— Faccia un po’ il piacere — ripigliò il segretario. — Com’è possibile che non si sia accorto... Insomma oramai l’abbiamo tutti in tasca, caro lei.
— Ma cosa? Ma chi?
— O bella! Il sindaco presente. E appena sarà andato al diavolo... Lasci fare a noi... Qui in paese tutti ricordano ancora che il suo signor padre è stato nostro consigliere per quattordici anni...
— Tredici più uno — mormorò il maestro.
— Per quattordici o quindici anni, e quindi...
— Giusto, giustissimo! — interruppe l’oste.
— E noti, signor Roberto, che dopo il consiglio sempre veniva a far colazione qui. Sedeva a questa tavola, domandava un brodo caldo, due uova al tegame, vino, frutta e formaggio. Mi pare ancora di vederlo... Povero signore! Non poteva soffrire le mosche, lui. Quando ne trovava nel piatto, non diceva verbo, faceva una smorfia e dava tutto al cane.

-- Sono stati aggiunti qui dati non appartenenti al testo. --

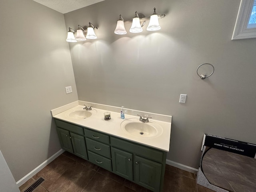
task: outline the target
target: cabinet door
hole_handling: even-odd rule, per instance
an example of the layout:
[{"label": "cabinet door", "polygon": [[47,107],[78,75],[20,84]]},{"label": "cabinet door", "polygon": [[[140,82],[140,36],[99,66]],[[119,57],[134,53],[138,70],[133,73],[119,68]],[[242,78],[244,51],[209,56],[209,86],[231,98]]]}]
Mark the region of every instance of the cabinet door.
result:
[{"label": "cabinet door", "polygon": [[70,136],[74,149],[74,154],[79,157],[88,160],[84,137],[83,136],[71,132]]},{"label": "cabinet door", "polygon": [[57,132],[59,136],[61,148],[64,150],[73,153],[69,132],[58,127],[57,128]]},{"label": "cabinet door", "polygon": [[116,174],[132,180],[132,154],[111,148],[113,172]]},{"label": "cabinet door", "polygon": [[136,155],[134,181],[152,191],[159,191],[162,164]]}]

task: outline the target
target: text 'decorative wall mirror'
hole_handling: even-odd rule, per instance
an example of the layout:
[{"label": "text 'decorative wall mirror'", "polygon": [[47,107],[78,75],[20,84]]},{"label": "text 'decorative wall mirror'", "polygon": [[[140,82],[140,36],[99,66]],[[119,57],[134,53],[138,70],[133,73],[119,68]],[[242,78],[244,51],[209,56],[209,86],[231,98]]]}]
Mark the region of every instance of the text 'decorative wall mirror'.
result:
[{"label": "text 'decorative wall mirror'", "polygon": [[198,184],[217,192],[256,192],[256,145],[205,134]]}]

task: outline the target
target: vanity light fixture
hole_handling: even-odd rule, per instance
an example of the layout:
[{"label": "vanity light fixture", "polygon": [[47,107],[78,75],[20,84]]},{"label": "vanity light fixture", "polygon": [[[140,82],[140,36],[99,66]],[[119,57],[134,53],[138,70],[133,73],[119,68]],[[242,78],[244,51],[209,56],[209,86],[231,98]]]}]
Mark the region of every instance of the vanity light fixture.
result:
[{"label": "vanity light fixture", "polygon": [[[81,28],[82,30],[80,29]],[[82,26],[78,25],[78,28],[76,30],[76,39],[79,41],[85,41],[86,39],[84,34],[84,30]]]},{"label": "vanity light fixture", "polygon": [[116,34],[119,35],[124,35],[127,33],[125,28],[124,28],[124,18],[122,16],[121,14],[119,16],[119,20],[117,21],[116,24],[116,27],[114,32]]},{"label": "vanity light fixture", "polygon": [[74,29],[69,27],[68,31],[68,37],[66,40],[68,42],[77,42],[76,38],[75,38],[75,36],[74,35],[74,32],[75,31],[74,31]]},{"label": "vanity light fixture", "polygon": [[86,36],[87,38],[92,39],[97,38],[97,36],[94,33],[94,29],[98,29],[98,27],[94,27],[94,26],[89,22],[89,26],[87,28],[87,34]]},{"label": "vanity light fixture", "polygon": [[156,31],[161,29],[158,22],[158,17],[156,12],[156,8],[153,10],[153,14],[150,16],[150,20],[147,27],[148,31]]},{"label": "vanity light fixture", "polygon": [[[84,27],[86,28],[85,27]],[[78,25],[78,28],[77,29],[76,32],[72,28],[68,28],[68,37],[66,41],[68,42],[77,42],[77,40],[85,41],[87,39],[96,39],[97,36],[95,34],[94,30],[98,29],[97,27],[94,27],[94,26],[89,22],[89,26],[86,29],[84,29],[82,26]],[[86,38],[84,36],[84,33],[87,32],[87,34]],[[76,34],[76,36],[75,38],[74,34]]]},{"label": "vanity light fixture", "polygon": [[140,26],[140,18],[137,11],[135,12],[135,16],[132,19],[132,26],[130,29],[131,33],[140,33],[142,32],[143,30]]},{"label": "vanity light fixture", "polygon": [[[147,28],[148,31],[156,31],[159,30],[161,29],[161,26],[159,25],[158,22],[158,19],[162,19],[165,17],[165,15],[164,14],[158,15],[156,11],[156,8],[154,8],[153,10],[153,14],[150,16],[144,17],[143,15],[143,17],[141,18],[139,17],[139,14],[138,12],[135,12],[135,17],[132,19],[132,20],[128,20],[123,21],[124,24],[132,23],[132,26],[130,30],[130,32],[132,33],[139,33],[143,31],[142,27],[143,27],[146,22],[146,21],[150,20],[148,26]],[[125,28],[124,26],[122,24],[122,21],[124,20],[124,19],[121,15],[120,15],[120,18],[117,21],[116,24],[116,28],[114,31],[116,34],[124,34]],[[122,30],[121,29],[122,29]]]}]

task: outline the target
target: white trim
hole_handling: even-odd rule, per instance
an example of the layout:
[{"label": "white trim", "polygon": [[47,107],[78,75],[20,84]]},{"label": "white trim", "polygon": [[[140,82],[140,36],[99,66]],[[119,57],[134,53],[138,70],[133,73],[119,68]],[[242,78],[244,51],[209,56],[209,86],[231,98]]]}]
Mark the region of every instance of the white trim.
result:
[{"label": "white trim", "polygon": [[54,116],[59,113],[60,113],[62,112],[65,111],[68,109],[71,109],[73,107],[75,107],[78,105],[78,101],[74,101],[72,103],[69,103],[64,106],[58,107],[56,109],[51,110],[51,113],[52,113],[52,116]]},{"label": "white trim", "polygon": [[188,171],[191,173],[194,173],[195,174],[196,174],[197,173],[197,172],[198,171],[198,169],[196,169],[193,167],[190,167],[186,165],[183,165],[183,164],[181,164],[180,163],[177,163],[177,162],[171,161],[170,160],[169,160],[168,159],[166,159],[166,164],[168,165],[173,166],[174,167],[179,168],[179,169],[182,169],[182,170],[184,170],[185,171]]},{"label": "white trim", "polygon": [[16,184],[18,187],[20,187],[22,185],[24,184],[28,180],[31,178],[33,176],[35,175],[41,170],[43,169],[46,165],[53,161],[57,158],[59,155],[61,155],[63,152],[65,151],[64,149],[61,149],[56,153],[54,154],[49,158],[43,162],[41,164],[39,165],[37,167],[36,167],[30,172],[24,176],[23,178],[19,180],[16,182]]},{"label": "white trim", "polygon": [[247,28],[254,0],[241,0],[232,40],[256,38],[256,28]]}]

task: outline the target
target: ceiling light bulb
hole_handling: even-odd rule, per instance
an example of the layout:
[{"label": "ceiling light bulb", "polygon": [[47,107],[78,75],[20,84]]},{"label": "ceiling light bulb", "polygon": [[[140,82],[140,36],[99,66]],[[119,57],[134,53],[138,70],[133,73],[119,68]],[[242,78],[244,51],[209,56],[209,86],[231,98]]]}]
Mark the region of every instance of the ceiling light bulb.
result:
[{"label": "ceiling light bulb", "polygon": [[87,34],[86,35],[86,38],[88,39],[96,39],[97,36],[94,30],[94,26],[90,22],[89,22],[89,27],[87,28]]},{"label": "ceiling light bulb", "polygon": [[136,12],[135,12],[135,17],[132,19],[132,24],[130,32],[131,33],[140,33],[142,32],[143,30],[140,26],[140,18]]},{"label": "ceiling light bulb", "polygon": [[150,16],[148,26],[147,27],[148,31],[156,31],[161,29],[161,27],[158,22],[158,16],[157,15],[152,15]]},{"label": "ceiling light bulb", "polygon": [[84,35],[84,32],[81,29],[78,29],[76,31],[76,39],[79,41],[85,41],[86,39]]},{"label": "ceiling light bulb", "polygon": [[150,16],[150,20],[147,27],[148,31],[156,31],[161,29],[158,22],[158,16],[156,12],[156,8],[154,8],[153,10],[153,14]]},{"label": "ceiling light bulb", "polygon": [[74,31],[70,28],[68,28],[69,30],[68,32],[68,36],[67,37],[67,39],[66,40],[68,42],[77,42],[77,41],[76,40],[75,36],[74,35],[74,33],[71,31],[71,30],[74,32]]},{"label": "ceiling light bulb", "polygon": [[125,28],[124,28],[124,19],[123,19],[122,15],[120,15],[120,18],[119,20],[117,21],[117,23],[116,24],[116,27],[114,32],[116,34],[118,35],[124,35],[127,33]]}]

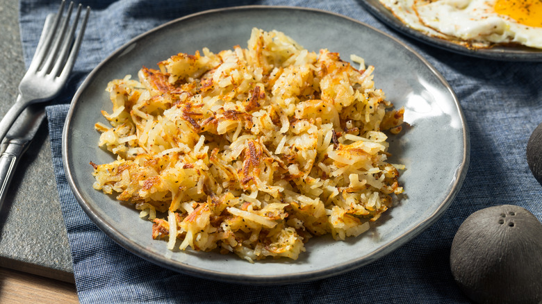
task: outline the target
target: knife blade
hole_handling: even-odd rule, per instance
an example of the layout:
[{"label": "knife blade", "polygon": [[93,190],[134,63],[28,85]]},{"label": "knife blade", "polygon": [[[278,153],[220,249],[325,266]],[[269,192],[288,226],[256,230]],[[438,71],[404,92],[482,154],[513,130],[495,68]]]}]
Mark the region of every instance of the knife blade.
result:
[{"label": "knife blade", "polygon": [[33,105],[26,108],[17,117],[2,142],[2,153],[0,155],[0,210],[2,210],[17,165],[44,119],[45,109],[43,105]]}]

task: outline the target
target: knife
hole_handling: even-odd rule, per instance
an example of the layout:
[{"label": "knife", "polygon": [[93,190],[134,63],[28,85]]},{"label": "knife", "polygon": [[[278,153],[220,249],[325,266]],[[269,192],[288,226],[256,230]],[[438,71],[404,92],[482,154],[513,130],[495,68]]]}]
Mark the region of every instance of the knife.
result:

— Bei tempi quelli! — sospirò Tomatis. — Bei tempi! Patriottismo, aspirazioni, cose grandi e sublimi. L’indipendenza d’Italia si chiamava un sogno, eppure s’è avverata. Bei tempi.
— Tempi che non torneranno più — gemette Galosso, con le lagrime agli occhi, — mai più, mai più...
— Torneranno, torneranno — disse Baino, con la voce alterata anche lui. — Li faremo tornare noi, noi quattro. Ma bisogna tenersi uniti.